As Child Protection Week begins, there are calls for the removal of NSW Family and Community Services minister Pru Goward for misleading parliament on her department’s chronic incapacity to protect children who are at risk of abuse.
Awareness of the pressing need to protect children is at an all time high, partly due to the torrent of revelations of church sexual abuse and the setting up of the Royal Commission into Institutional Responses to Child Sexual Abuse. We know that neglect and abuse within families is also rampant, and arguably much more difficult to act upon. The recent harrowing account of a day in the life of a DoCS caseworker published in the Fairfax papers suggests the problem is out of control.
But maximising child protection measures is only one step towards providing for young people’s emotional and physical well being. In itself, child protection is like giving vulnerable young people a security guard. They’re less likely to be abused, but they’re also unlikely to be empowered to grow as self-reliant human beings.
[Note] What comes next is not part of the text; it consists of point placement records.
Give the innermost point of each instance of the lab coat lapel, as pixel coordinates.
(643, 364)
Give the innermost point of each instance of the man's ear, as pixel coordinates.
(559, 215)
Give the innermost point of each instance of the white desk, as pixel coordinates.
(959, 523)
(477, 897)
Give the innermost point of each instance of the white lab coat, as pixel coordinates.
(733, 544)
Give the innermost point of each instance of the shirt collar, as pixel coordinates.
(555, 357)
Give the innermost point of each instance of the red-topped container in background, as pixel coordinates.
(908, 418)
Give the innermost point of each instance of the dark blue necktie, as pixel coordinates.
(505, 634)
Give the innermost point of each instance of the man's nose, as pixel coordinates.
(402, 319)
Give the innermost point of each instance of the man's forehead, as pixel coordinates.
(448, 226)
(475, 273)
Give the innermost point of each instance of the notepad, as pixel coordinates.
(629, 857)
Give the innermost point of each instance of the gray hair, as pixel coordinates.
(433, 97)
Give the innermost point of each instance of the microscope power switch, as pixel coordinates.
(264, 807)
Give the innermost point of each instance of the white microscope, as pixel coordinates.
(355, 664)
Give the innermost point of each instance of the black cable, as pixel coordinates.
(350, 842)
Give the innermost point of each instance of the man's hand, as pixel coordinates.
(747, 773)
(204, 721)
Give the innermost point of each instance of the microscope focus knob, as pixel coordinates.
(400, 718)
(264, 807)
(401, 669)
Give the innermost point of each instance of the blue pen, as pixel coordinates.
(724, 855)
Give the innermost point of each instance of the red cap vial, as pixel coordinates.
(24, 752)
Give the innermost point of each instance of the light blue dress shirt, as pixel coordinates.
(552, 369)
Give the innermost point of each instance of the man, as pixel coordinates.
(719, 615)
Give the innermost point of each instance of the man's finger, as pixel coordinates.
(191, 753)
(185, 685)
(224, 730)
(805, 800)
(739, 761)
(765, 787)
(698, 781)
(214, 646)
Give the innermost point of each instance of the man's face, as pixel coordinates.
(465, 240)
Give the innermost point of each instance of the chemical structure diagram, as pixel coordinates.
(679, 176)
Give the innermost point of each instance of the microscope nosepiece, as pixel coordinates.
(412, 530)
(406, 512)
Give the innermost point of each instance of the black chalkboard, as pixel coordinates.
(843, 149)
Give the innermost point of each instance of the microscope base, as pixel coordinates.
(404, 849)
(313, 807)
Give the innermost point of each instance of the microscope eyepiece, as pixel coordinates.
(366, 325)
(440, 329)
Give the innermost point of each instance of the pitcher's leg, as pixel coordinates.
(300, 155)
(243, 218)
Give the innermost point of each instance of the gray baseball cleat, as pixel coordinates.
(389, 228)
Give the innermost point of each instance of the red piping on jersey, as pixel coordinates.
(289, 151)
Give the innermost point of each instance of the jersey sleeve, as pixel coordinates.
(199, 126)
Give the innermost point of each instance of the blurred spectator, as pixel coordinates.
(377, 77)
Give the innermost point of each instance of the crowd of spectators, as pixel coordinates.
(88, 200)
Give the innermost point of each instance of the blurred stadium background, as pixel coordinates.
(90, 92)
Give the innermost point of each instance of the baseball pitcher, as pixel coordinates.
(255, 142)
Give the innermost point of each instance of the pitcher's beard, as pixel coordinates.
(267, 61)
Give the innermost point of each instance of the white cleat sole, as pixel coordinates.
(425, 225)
For that, we need to honour them with constant respect and, most importantly, teach people how to do this when they become parents.
Respect is something parents do when they pay attention to their children in a loving rather than controlling manner. They enter into their child’s world and listen to their perspective as seriously as they do that of their adult friends. If something has to be dismissed as improbable, it’s the idea and not the child that must be cast aside. Affirmation is often a particular challenge for parents who were themselves brought up in an abusive home environment where the rule of the stick prevailed.
In schools, it achieves little to control bullying by putting a protective wall around children who are vulnerable. Instead modern personal development programs are teaching them how to offer and command respect, from both adults and their contemporaries. This includes lessons about power and control, how to identify when power is being misused, and what they can do about it. For those who are not themselves involved in the bullying, there is the distinction between the passive bystander and the active bystander.